Beijing’s latest pricing data (opens in a new tab) hints at a softer market—but not a weaker strategic position. A review of the latest data points out that China’s rare earth market posted a noticeable one-day pullback on March 10, with the China Rare Earth Price Index falling to 285.2 from 294.3 on March 9, according to data published by the Association of China Rare Earth Industry. That is a drop of roughly 3.1% in a single day.

The index is calculated from daily transaction data collected from domestic rare earth enterprises, using 2010 as the base year at 100. In plain English, the market remains well above its long-term baseline even after the decline. The message is not collapse. It is moderation.
Heavy Rare Earths Lead the Move Lower
The sharper signal came from individual product prices, where several higher-value rare earth products moved down.
Among the notable March 10 reference prices:
- Terbium oxide: 6,245–6,305 yuan/kg, down
- Dysprosium oxide: 1,460–1,500 yuan/kg, down
- Dysprosium metal: 1,865–1,885 yuan/kg, down
- Dysprosium-iron alloy: 1,440–1,480 yuan/kg, down
- Gadolinium oxide: 236–256 yuan/kg, down
- Gadolinium-iron alloy: 227–247 yuan/kg, down
- Holmium oxide: 546–566 yuan/kg, unchanged
- Holmium-iron alloy: 552.5–572.5 yuan/kg, unchanged
For Western readers, the key takeaway is that dysprosium and terbium—two of the most strategically important magnet inputs—both weakened on the day. These materials help permanent magnets retain performance under high heat, making them critical for EV drivetrains, wind turbines, robotics, and defense systems.
NdPr Holds Up Better Than the Heavies
The benchmark mixed rare earth product for magnet markets, NdPr oxide, was quoted at 800–820 yuan/kg, down, while NdPr metal was 990–1,010 yuan/kg, also down. That matters because NdPr remains the commercial backbone of the global permanent magnet business.
By contrast, lower-value light rare earths were mostly flat. Lanthanum oxide, cerium carbonate, cerium oxide, and metal cerium all showed little change. That suggests the day’s weakness was more concentrated in magnet-linked materials than across the entire rare earth complex.

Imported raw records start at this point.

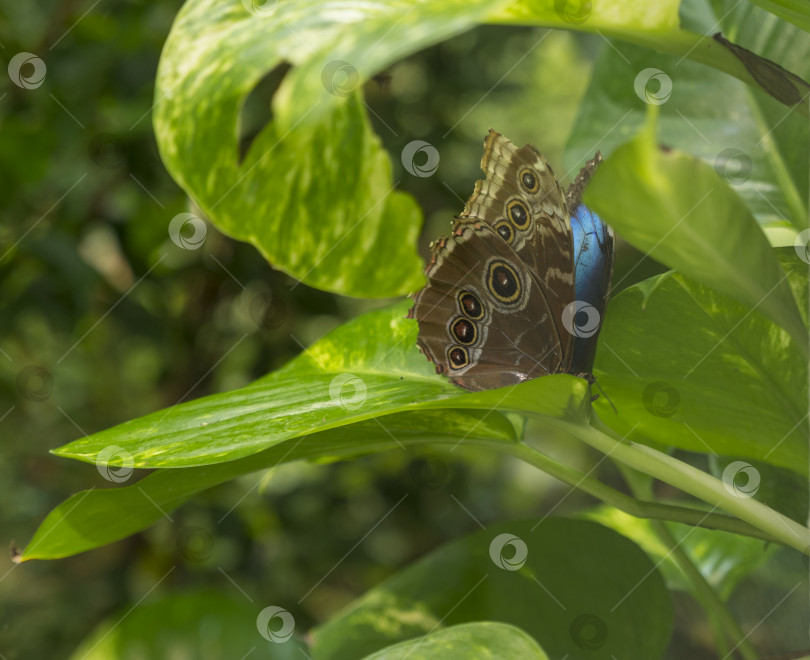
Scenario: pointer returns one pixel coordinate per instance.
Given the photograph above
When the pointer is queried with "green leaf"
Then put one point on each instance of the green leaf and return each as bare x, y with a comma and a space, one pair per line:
680, 212
687, 367
206, 625
92, 518
314, 193
653, 25
795, 11
553, 596
724, 559
368, 368
753, 142
483, 640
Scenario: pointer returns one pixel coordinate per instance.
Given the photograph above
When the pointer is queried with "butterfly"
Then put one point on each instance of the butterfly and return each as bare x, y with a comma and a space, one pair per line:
519, 288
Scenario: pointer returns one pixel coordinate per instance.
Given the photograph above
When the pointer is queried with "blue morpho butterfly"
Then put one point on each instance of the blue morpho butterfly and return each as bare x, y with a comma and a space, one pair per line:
519, 288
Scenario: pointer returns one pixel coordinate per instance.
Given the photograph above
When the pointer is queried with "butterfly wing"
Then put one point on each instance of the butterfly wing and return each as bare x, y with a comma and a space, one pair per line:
523, 202
483, 317
593, 269
492, 312
593, 265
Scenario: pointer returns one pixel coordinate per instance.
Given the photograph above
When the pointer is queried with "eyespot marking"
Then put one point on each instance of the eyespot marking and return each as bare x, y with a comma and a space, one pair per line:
505, 230
470, 306
517, 212
458, 357
528, 180
503, 281
464, 331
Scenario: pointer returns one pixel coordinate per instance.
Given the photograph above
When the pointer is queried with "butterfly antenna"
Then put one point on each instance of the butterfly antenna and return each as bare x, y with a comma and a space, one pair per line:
596, 382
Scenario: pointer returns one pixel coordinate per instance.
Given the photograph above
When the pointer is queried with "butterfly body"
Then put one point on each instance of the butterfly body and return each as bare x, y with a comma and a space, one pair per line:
498, 307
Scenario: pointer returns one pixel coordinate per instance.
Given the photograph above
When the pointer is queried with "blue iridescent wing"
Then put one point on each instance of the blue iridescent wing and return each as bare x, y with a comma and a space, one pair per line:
593, 269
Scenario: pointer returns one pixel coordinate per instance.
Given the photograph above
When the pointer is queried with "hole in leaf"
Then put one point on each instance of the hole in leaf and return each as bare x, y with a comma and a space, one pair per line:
257, 110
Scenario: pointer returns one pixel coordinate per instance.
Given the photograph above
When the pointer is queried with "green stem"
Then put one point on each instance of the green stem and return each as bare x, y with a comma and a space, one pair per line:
726, 627
630, 505
693, 481
708, 596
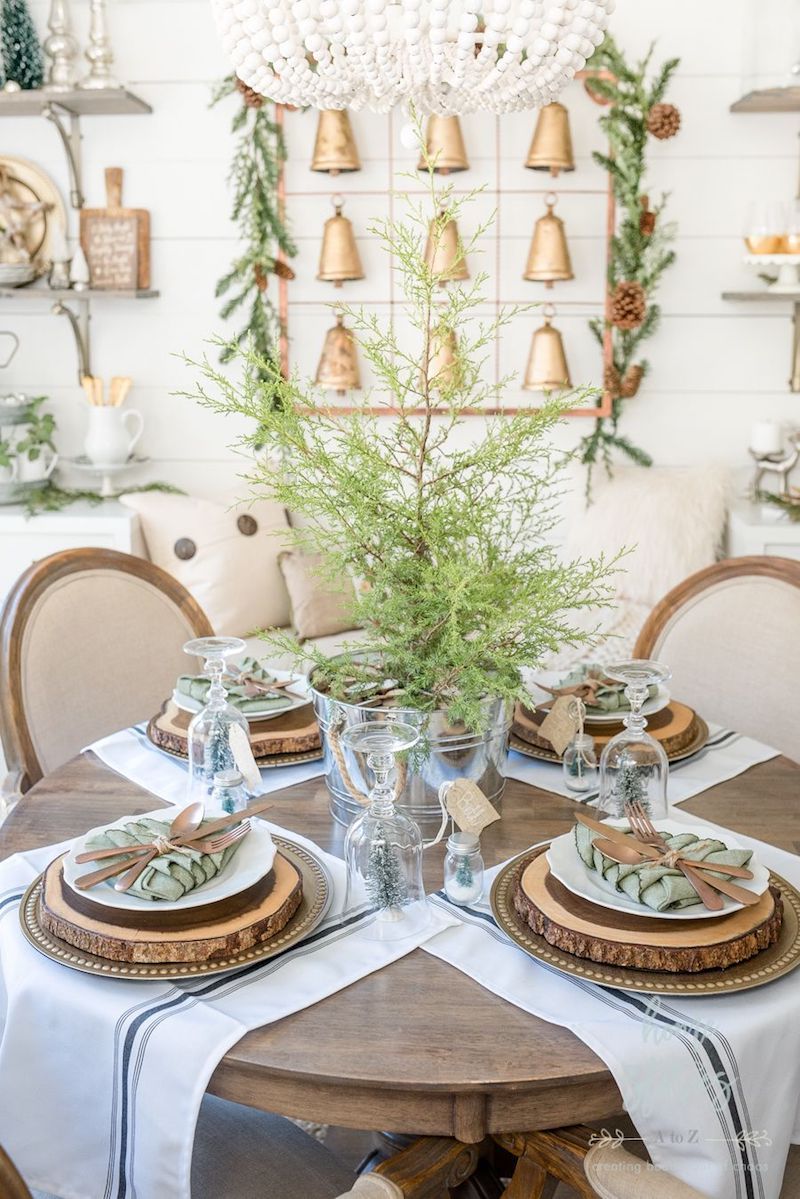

Why This Matters Outside China
This update is worth watching not because it signals a breakthrough, but because it offers a real-time glimpse into China’s internal pricing power. China still dominates rare earth separation and magnet manufacturing. When prices for key heavy rare earths move lower inside China, Western developers, automakers, defense planners, and investors should ask whether demand is cooling, supply is loosening, or Beijing’s market is rebalancing ahead of another strategic move.
The broader implication is straightforward: even when prices soften, China remains the reference market the rest of the world watches.

Source Note: This pricing information originates from the Association of China Rare Earth Industry, a Chinese industry body tied to the country’s state-linked rare earth ecosystem. The data is useful and market-relevant, but it should be independently verified before being used for investment or procurement decisions.